One type of unsupervised learning used for clustering and data visualization is Self-Organizing Maps (SOM). SOMs preserve the topological structure of high-dimensional data by mapping it to a lower-dimensional grid, usually 2D. They are useful for tasks like pattern identification, anomaly detection, and grouping because they make complex correlations in data easier to see.
Key concepts:
- Competitive Learning: Unlike traditional neural networks, SOMs use competitive learning, where neurons compete to represent input data.
- Neighborhood Function: Ensures that the neurons close to the winning neuron in the grid are updated during training, maintaining the topological structure.
The SOM grid visualization diagram is shown in Figure 1.
Figure 1
Formulas:
- Distance Calculation: $d(i, x) = | w_i – x |$ , where ( w_i ) is the weight vector of neuron ( i ), and ( x ) is the input vector.
- Weight Update Rule: $w_i(t + 1) = w_i(t) + \eta(t) \cdot h_{ci}(t) \cdot (x(t) – w_i(t))$
- $\eta(t)$ : learning rate
- $h_{ci}(t)$ : neighborhood function centered around the winning neuron ( c )
Practical example:
Consider a dataset of customer purchase behavior in an e-commerce store. SOM can map customers with similar purchasing patterns to neighboring nodes, helping identify customer segments for targeted marketing campaigns.
Step-by-step:
- Load and preprocess the data
- Initialize the SOM and train it
- Visualize the results
!pip install minisom
import numpy as np
import matplotlib.pyplot as plt
#The MiniSom library is a Python tool for implementing Self-Organizing Maps (SOMs) to visualize, cluster, and analyze high-dimensional data unsupervised.
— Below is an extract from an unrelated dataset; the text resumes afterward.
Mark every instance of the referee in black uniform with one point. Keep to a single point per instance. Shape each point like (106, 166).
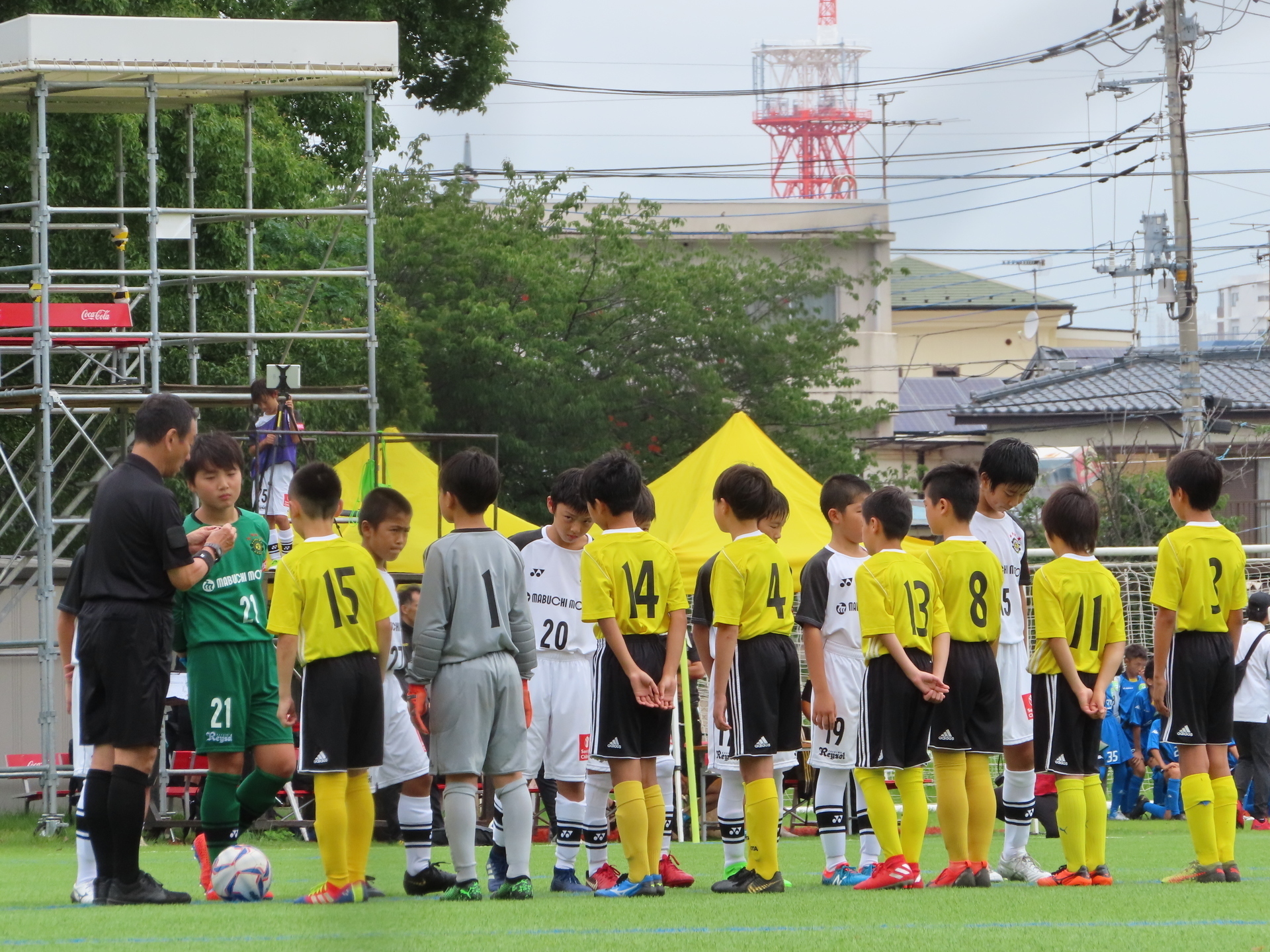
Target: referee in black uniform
(138, 556)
from minisom import MiniSom
# Step 1: Generate synthetic data (e.g., customer purchasing data)
np.random.seed(42)
data = np.random.rand(100, 2) # 100 data points with 2 features each
# Step 2: Initialize the SOM
som = MiniSom(x=10, y=10, input_len=2, sigma=1.0, learning_rate=0.5)
som.random_weights_init(data)
# Step 3: Train the SOM
som.train_random(data, num_iteration=100)
# Step 4: Visualize the SOM grid
plt.figure(figsize=(10, 10))
for i, x in enumerate(data):
winner = som.winner(x)
plt.text(winner[0], winner[1], str(i), color='red', fontdict={'weight': 'bold', 'size': 11})
plt.imshow(som.distance_map().T, cmap='coolwarm', interpolation='nearest')
plt.colorbar(label='Distance')
plt.title('SOM Grid Visualization')
plt.show()
Explanation:
- Generate data: We create a synthetic dataset of 100 points with two features each.
- Initialize SOM: We create a 10×10 grid SOM using MiniSom with an input length of 2 (matching the data features).
- Train SOM: We train the SOM with num_iteration=100, where the SOM adjusts its weights to map the input data onto the grid.
- Visualize results: The trained SOM is visualized, with each data point mapped to its closest neuron. The grid’s color indicates the distance between neighboring neurons, with darker colors representing larger distances.